= Unobtrusive JavaScript =

General approach to the use of JavaScript in web pages

Unobtrusive JavaScript is a general approach to the use of client-side JavaScript in web pages so that if JavaScript features are partially or fully absent in a user's web browser, then the user notices as little as possible any lack of the web page's JavaScript functionality. The term has been used by different technical writers to emphasize different aspects of front-end web development. For some writers, the term has been understood more generally to refer to separation of functionality (the "behavior layer") from a web page's structure/content and presentation, while other writers have used the term more precisely to refer to the use of progressive enhancement to support user agents that lack certain JavaScript functionality and users that have disabled JavaScript. Following the latter definition, unobtrusive JavaScript contributes to web accessibility insofar as it helps ensure that all users—whatever their computing platform—get roughly equal access to all of the web page's information and functionality.

==Overview==
A typical client-side dynamic web page can be conceived as consisting of four parts: the marked-up content (HTML), the style sheet (CSS), client-side JavaScript, and embedded objects such as images. The client-side JavaScript part can be conceived as enhancing the other parts by adding features or functionality that would not be possible without JavaScript.

The concept of "unobtrusiveness" in relation to client-side JavaScript was coined in 2002 by Stuart Langridge in the article "Unobtrusive DHTML, and the power of unordered lists". In the article Langridge argued for a way to keep all JavaScript code, including event handlers, outside of the HTML when using dynamic HTML (DHTML). He said that the purpose of this kind of organization of code was "providing a better user experience for people whose browsers can support it, and not affecting those whose browsers cannot", while also making scripting easier for web developers.

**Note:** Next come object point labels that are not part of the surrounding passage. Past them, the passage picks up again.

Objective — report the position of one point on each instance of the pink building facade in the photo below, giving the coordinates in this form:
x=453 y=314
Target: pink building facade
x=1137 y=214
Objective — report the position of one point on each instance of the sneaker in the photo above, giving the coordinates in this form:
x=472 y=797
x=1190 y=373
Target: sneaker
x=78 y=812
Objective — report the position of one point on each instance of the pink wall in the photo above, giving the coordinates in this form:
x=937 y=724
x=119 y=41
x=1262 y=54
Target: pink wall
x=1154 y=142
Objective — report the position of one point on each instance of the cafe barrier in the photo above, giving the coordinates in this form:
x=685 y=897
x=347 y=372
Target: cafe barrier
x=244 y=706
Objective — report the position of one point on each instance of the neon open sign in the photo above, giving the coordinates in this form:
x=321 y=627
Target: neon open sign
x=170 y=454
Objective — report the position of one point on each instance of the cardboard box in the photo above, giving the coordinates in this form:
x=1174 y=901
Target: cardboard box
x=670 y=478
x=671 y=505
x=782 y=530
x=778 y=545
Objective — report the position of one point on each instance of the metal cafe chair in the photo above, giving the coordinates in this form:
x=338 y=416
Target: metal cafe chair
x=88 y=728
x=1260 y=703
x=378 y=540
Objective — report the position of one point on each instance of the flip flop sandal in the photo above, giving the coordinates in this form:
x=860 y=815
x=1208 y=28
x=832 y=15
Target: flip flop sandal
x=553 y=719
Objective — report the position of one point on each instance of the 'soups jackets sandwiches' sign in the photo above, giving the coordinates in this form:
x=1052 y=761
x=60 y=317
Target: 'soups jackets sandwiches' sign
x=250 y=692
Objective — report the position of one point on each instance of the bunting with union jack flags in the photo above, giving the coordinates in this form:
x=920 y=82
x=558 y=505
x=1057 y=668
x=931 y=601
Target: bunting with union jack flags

Langridge later expanded upon this thought and emphasized that the core meaning of "unobtrusive" is that "if a given Web browser doesn't support the DHTML features you're using, that absence should affect the user experience as little as possible". In other words, for Langridge, "unobtrusive" principally refers to users' experience of the absence of JavaScript features in a given situation.

==Variant definitions==
Other authors have described variations on the essential elements of unobtrusiveness.

David Flanagan's book JavaScript: The Definitive Guide (2006) said that while there is no specific formula, there are three main goals of unobtrusive JavaScript:
- To separate JavaScript from HTML markup, as well as keeping modules of JavaScript independent of other modules using basic conventions such as the use of namespaces to prevent namespace collisions and the use of module initialization code;
- To degrade gracefully—all content should be available without all or any of the JavaScript running successfully;
- To not impede the accessibility of the HTML, and ideally to improve it, whether the user has personal disabilities or are using an unusual, or unusually configured, browser.

The Web Standards Project, in its JavaScript Manifesto (2006), said that the "purpose of JavaScript is enhancing the usability of web pages by adding interaction to them", and described four benefits of unobtrusive DOM scripting:
1. Usability: An unobtrusive DOM script does not draw the attention of the user—"visitors just use it without thinking about it."
2. Graceful degradation: Unobtrusive DOM scripts never generate error messages, in any browser, even when they fail. If features cannot be presented properly, they silently disappear.
3. Accessibility: If any script fails, the page still delivers its core functions and information via the markup, stylesheets and/or server-side scripting.
4. Separation: For the benefit of other and future web developers, all JavaScript code is maintained separately, without impacting other files of script, markup or code.

For the Paris Web Conference in 2007, Christian Heilmann identified seven rules of unobtrusive JavaScript, some of which were wider in scope than other narrower definitions of "unobtrusive":
1. "Do not make any assumptions": Defensive programming techniques should allow for the possibilities that JavaScript may not run, the browser may not support expected methods, the HTML may have changed, unexpected input devices may be in use and other scripts may either not be present or may be encroaching on the global namespace.
2. "Find your hooks and relationships", such as IDs and other aspects of the expected HTML.
3. Leave traversing individual DOM objects to the experts, such as to the CSS handler built into the browser where possible.
4. "Understand browsers and users", particularly how browsers fail, what assumptions users make, and unusual configurations or usages.
5. "Understand events", including how they 'bubble' and the features of the Event object that is passed to most event handlers.
6. Play well with other scripts by avoiding global function and variable names.
7. "Work for the next developer" by using self-explanatory variable and function names, creating logical and readable code, making dependencies obvious, and commenting any code that still might confuse.

The broader definitions of unobtrusive JavaScript have much in common with general programming best practices, such as encapsulation and abstraction layers, avoidance of global variables, meaningful naming conventions, use of appropriate design patterns, and systematic testing.